Il est à noter que la jurisprudence administrative est plus extensive puisque, jugeant par référence aux principes dont s'inspirent les articles 1792 et suivants du Code civil, elle retient que les dommages apparus dans le délai d'épreuve de dix ans, de nature à compromettre la solidité de l'ouvrage ou à le rendre impropre à sa destination dans un délai prévisible engagent la responsabilité des constructeurs sur le fondement de la garantie décennale même s'ils ne se sont pas révélés dans toute leur étendue avant expiration du délai de dix ans.
→ CE, 31 mai 2010, n° 317006, Commune de Parnes.
Quid des dommages évolutifs?
Les dommages évolutifs peuvent être couverts par la garantie décennale mais les conditions de garantie sont restrictives.

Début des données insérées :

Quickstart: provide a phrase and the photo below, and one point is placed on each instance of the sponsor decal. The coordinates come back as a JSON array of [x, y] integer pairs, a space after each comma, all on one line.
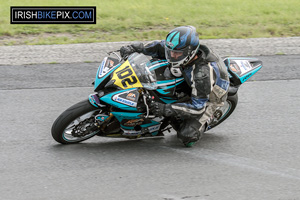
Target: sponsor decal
[[134, 122], [124, 101], [131, 96]]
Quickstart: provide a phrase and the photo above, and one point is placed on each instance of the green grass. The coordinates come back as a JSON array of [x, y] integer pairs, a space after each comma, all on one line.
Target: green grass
[[148, 20]]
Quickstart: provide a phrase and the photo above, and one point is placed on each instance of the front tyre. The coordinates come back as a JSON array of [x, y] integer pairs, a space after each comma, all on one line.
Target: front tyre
[[76, 124]]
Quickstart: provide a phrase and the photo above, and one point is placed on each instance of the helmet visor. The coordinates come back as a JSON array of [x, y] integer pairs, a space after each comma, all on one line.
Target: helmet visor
[[175, 56]]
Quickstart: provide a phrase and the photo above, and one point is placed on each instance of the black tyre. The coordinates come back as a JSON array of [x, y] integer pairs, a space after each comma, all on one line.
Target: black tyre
[[76, 124], [225, 111]]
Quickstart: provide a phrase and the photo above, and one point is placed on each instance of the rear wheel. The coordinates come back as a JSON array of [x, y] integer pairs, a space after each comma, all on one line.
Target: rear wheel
[[225, 111], [76, 124]]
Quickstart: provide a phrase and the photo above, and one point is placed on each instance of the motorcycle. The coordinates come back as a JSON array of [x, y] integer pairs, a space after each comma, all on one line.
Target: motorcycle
[[123, 89]]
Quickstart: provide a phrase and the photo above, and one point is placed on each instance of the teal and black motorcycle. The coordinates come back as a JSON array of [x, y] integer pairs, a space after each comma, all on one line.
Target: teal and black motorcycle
[[120, 105]]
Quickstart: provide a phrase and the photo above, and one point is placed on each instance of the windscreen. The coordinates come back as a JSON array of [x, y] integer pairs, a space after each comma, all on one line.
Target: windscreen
[[141, 64]]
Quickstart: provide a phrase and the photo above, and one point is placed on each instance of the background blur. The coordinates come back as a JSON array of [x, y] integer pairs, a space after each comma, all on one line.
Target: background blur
[[144, 20]]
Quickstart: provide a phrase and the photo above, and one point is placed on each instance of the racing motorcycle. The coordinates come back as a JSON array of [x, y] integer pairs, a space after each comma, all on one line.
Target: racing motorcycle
[[123, 90]]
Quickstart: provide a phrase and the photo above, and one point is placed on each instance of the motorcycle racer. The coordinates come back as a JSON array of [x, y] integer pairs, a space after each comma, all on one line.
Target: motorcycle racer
[[203, 70]]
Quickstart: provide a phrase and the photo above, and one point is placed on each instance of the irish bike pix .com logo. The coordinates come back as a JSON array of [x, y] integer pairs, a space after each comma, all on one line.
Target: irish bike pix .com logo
[[52, 15]]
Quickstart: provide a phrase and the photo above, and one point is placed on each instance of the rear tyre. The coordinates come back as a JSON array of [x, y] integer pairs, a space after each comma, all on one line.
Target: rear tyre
[[76, 124]]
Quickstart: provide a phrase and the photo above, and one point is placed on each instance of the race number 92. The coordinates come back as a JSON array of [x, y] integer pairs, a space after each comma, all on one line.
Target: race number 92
[[127, 77]]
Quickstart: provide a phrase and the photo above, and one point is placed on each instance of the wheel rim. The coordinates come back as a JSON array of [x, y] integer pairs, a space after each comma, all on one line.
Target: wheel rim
[[67, 133], [225, 109]]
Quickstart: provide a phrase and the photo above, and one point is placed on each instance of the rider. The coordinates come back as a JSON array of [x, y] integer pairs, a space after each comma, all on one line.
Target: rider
[[202, 69]]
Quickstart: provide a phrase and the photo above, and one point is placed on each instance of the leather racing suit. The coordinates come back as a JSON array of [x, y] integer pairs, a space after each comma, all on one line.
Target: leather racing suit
[[208, 78]]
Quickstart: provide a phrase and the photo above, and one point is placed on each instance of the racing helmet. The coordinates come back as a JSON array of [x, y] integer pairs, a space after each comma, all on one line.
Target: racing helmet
[[181, 45]]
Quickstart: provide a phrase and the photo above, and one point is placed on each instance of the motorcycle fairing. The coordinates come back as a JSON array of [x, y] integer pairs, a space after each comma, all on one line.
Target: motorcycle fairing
[[105, 69], [123, 99], [125, 77], [241, 69]]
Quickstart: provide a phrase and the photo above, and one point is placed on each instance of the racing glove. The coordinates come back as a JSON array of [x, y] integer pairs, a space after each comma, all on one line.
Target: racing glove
[[125, 51]]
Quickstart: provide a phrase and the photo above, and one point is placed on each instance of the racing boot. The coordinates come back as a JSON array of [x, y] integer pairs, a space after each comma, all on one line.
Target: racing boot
[[190, 132]]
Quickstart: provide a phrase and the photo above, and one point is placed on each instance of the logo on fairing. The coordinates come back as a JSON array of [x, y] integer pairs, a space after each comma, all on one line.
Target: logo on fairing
[[124, 101]]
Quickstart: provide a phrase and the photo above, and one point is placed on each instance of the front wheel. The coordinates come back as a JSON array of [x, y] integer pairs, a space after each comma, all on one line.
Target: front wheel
[[76, 124]]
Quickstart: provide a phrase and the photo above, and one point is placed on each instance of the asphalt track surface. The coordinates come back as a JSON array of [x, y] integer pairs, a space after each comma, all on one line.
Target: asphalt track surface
[[252, 155]]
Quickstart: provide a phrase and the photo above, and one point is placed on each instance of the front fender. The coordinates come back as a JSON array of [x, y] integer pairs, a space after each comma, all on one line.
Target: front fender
[[95, 100]]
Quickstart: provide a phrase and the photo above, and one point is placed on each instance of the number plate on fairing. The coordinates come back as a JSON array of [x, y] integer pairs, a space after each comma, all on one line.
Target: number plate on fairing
[[129, 98], [125, 77]]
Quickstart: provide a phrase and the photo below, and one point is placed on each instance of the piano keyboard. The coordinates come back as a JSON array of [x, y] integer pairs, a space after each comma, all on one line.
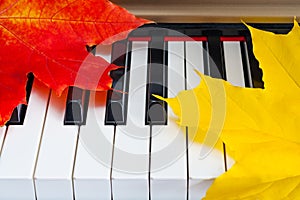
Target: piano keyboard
[[126, 144]]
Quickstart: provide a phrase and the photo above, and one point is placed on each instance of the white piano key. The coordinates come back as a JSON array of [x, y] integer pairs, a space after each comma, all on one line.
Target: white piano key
[[94, 153], [234, 72], [53, 175], [131, 149], [234, 63], [168, 170], [202, 169], [19, 153], [2, 136]]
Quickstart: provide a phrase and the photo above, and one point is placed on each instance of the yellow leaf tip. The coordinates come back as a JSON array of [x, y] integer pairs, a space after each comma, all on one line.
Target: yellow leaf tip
[[159, 97]]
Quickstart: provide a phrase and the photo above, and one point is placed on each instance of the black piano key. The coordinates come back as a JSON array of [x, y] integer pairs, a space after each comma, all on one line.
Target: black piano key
[[19, 113], [76, 106], [256, 72], [156, 110], [116, 104], [214, 48], [246, 64]]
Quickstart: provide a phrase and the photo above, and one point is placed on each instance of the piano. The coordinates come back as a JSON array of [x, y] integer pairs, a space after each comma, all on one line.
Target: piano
[[125, 144]]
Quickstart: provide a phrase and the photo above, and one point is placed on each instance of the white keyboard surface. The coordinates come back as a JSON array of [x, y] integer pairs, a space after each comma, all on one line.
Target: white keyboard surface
[[46, 159]]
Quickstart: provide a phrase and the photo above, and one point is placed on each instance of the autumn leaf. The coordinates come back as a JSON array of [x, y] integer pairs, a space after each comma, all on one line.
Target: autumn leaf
[[261, 126], [49, 38]]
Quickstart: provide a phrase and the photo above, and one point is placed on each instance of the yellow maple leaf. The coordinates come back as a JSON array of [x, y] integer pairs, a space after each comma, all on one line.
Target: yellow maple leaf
[[260, 127]]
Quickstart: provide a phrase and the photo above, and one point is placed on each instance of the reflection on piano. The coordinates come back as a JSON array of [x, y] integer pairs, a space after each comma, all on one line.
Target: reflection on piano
[[126, 144]]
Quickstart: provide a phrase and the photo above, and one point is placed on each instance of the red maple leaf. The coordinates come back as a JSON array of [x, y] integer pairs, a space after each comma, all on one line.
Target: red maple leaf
[[49, 38]]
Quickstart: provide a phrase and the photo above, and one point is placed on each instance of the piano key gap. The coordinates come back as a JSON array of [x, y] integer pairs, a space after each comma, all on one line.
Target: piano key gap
[[19, 113], [39, 146]]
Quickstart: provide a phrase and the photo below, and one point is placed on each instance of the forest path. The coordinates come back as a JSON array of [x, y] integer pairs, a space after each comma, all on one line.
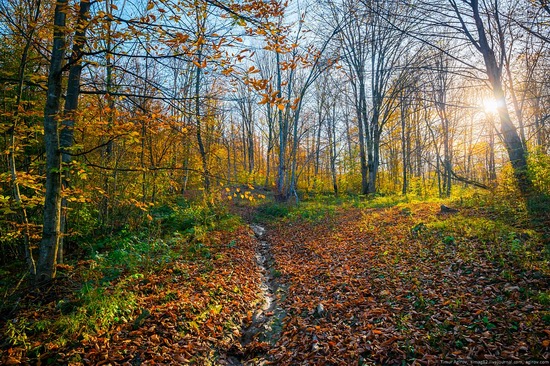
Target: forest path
[[265, 326], [398, 284]]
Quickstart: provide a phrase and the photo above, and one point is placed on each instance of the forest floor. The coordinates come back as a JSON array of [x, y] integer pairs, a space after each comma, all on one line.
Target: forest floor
[[324, 285]]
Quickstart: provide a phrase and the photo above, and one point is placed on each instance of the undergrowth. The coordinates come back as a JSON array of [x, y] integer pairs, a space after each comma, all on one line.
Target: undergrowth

En effet, cette théorie permettant à un maître d'ouvrage de demander, plus de dix ans après la réception des travaux, réparation des conséquences d'un désordre ayant porté atteinte à la solidité de l'ouvrage ou l'ayant rendu impropre à sa destination au cours du délai décennal, est soumis à la réunion de conditions appréciées strictement.
Ainsi, le désordre initial doit avoir donné lieu à une action en responsabilité décennale contre le constructeur et doit avoir revêtu les caractères nécessaires à la mobilisation de la garantie décennale.
→ Cass., Civ. III, 18 novembre 1992, n°91-12.797; Bull. Civ. 1992, III, n° 297.
De fait, l'aggravation d'un désordre esthétique ne relèvera pas de la théorie des désordres évolutifs.
Quant à l'aggravation du désordre, le nouveau désordre doit être de même nature (décennale) et intéresser exactement la même portion de l'ouvrage.
→ Cass., Civ. III, 18 janvier 2006, n° 04-17.400, JurisData n° 2006-031687.
Dès lors, un même désordre – des fissures - peut relever soit de la responsabilité contractuelle du constructeur s'il est d'ordre esthétique, soit de la garantie décennale, s'il présente un caractère décennal ou par application de la jurisprudence relative aux désordres futurs ou encore à celle des désordres évolutifs.